Discovering Quebec with a blended family

Well, then I'm not going to lie to you, going to Quebec on a trip at 8, it's neither easy nor cheap financially. Once that said, it is better to have an organized wife by your side, preferably also be one and make choices: we have selected a mix of hikes that are rather physically affordable, with moderate wild immersion, and a mix of tourist visits entertaining to keep our teenagers and children motivated for 15 days. Quebec is big (you have to discover it in several trips, summer and winter), so you can spend time on the road, you have to take this into account for things to do in the car and the choice of roads. Another bias that is ours in our travels: choose comfortable anchor points to move all around. You can see on the map below that we have opted for 5 pied-à-terre: Montreal (at the hotel), Quebec City (in RBNB), a chalet on the shores of the Saguenay fjord near Tadoussac, an inn called "l'Auberge Inn" near Baie-Saint-Paul, "l'Auberge Refuge du Trappeur" near Shawinigan. We stayed in each area between 1 and 3 days. I suggest you follow in photos our journey made in July 2017.

Travel itinerary for two weeks in Quebec

On the photo equipment side, I had decided to go light (Olympus hybrid equipment has the merit of not being bulky and rather light for travelling), so I took:

  1. The Olympus EM-1 Mark II camera (a nice 4/3 mirrorless, I've since switched to Nikon full frame and Nikon mirrorless).

  2. A Manfrotto 190CXPRO3 tripod, very practical with its easy-to-handle system and removable ball head that allows you to take pictures lying down (I love it).

  3. A fish-eye lens, a wide-angle lens and a telephoto zoom, all equipped with maximum apertures between F/1.8 and F/2.8.


Summary of our stay in Quebec

Our main tourist visits

The hikes

Practical: our five living areas


Montreal: our point of arrival and return

Montreal Docks

Montreal, like many major capitals for us, is a “walking city”, so, as soon as we arrived, early in the morning, with our 6 hours jet lag, we walked. Starting with the quays, rich in attractions of all types for our children and teenagers: labyrinth, escape games, rosalie rides, Ferris Wheel... You can also discover the headquarters of Cirque du Soleil and freight trains as long as a day without bread, at the bend of a crossroads, almost in the middle of town.

Counting our first day of arrival in Quebec and our day of departure, we stayed two days in this cosmopolitan city with very lively streets: in summer, Montreal is reborn and street performances spring up everywhere. We sometimes come across the heads of artists known in France.

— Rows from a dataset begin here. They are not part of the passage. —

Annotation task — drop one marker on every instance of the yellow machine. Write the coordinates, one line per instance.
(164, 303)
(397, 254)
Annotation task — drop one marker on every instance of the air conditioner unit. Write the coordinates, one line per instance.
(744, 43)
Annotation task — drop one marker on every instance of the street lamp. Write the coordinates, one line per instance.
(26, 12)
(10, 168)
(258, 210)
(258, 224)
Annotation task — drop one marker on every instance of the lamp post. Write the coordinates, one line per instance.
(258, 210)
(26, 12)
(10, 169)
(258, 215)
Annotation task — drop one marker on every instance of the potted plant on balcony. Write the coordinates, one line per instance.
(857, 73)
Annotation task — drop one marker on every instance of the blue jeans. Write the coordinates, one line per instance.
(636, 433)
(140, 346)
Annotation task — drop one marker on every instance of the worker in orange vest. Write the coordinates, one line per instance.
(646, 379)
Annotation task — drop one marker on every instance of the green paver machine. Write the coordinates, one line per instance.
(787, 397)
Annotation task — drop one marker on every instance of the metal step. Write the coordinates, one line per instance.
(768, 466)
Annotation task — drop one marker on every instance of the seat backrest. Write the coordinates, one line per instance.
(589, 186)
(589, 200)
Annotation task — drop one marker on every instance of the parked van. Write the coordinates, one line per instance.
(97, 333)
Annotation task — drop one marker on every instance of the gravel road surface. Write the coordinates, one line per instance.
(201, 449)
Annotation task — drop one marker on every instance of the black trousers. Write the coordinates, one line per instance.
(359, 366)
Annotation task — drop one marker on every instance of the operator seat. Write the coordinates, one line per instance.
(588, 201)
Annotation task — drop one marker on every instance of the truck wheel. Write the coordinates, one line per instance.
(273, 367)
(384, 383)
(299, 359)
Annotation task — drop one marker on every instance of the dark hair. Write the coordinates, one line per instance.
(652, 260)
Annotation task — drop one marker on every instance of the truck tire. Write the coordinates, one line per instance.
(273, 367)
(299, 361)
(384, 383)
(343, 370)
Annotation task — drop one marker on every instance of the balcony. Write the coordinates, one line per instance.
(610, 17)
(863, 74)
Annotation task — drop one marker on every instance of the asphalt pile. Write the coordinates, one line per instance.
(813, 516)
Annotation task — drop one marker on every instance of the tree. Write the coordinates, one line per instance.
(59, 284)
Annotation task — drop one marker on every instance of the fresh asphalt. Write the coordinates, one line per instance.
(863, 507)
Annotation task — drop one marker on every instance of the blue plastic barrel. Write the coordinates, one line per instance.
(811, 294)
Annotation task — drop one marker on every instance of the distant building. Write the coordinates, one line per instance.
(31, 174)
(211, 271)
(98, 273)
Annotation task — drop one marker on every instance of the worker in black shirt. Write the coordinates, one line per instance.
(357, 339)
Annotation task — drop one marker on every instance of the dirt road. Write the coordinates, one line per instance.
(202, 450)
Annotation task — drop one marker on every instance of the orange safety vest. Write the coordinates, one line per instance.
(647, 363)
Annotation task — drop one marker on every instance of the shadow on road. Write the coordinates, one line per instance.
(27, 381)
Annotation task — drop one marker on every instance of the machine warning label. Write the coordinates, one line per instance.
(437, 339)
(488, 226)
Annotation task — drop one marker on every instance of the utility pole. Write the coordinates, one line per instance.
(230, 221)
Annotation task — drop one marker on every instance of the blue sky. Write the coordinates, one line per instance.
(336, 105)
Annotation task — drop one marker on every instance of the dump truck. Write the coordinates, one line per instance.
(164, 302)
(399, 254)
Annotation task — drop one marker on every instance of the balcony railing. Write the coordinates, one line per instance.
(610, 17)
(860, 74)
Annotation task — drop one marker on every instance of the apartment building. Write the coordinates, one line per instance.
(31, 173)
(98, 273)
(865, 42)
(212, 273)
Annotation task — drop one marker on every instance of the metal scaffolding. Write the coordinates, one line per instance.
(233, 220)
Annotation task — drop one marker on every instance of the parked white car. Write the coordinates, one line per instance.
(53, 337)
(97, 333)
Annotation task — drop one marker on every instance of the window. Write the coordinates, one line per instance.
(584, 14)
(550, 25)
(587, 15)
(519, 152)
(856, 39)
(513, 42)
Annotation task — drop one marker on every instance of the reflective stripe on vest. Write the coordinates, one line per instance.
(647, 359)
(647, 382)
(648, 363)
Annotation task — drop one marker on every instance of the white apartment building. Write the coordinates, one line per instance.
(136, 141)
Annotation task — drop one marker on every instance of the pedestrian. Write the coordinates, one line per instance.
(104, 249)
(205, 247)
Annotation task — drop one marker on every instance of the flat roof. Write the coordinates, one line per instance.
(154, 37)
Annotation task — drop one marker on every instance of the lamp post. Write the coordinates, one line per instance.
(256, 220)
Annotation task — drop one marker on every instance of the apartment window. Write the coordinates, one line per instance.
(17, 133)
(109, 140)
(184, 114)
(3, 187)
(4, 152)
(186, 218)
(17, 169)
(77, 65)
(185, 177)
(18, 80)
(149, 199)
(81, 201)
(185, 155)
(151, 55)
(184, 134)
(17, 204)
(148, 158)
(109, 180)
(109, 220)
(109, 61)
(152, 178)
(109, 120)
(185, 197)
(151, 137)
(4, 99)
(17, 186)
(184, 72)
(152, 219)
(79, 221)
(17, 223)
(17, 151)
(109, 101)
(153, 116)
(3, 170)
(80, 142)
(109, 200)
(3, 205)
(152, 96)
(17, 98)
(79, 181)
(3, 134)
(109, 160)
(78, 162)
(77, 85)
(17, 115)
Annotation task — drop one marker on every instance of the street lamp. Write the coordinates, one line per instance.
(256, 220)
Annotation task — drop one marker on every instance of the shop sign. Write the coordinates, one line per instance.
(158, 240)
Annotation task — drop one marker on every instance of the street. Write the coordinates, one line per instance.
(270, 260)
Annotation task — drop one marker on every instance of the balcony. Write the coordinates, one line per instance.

The city is also populated by works of street art: walls painted over several tens of meters in the streets and immersive facades arise at every street corner.

When night falls, the city remains very lively, it is an opportunity to discover new atmospheres. This was an opportunity to test my ultra-wide-angle or "fish-eye" lens, placed at ground level, in the middle of the Place d'Armes. Thanks to a long pause of 60 seconds, my Olympus camera was able to capture all the lights of the peaks, in particular those of the National Bank and the Notre-Dame Basilica. I will do an article dedicated to this method in the “photo tips” section.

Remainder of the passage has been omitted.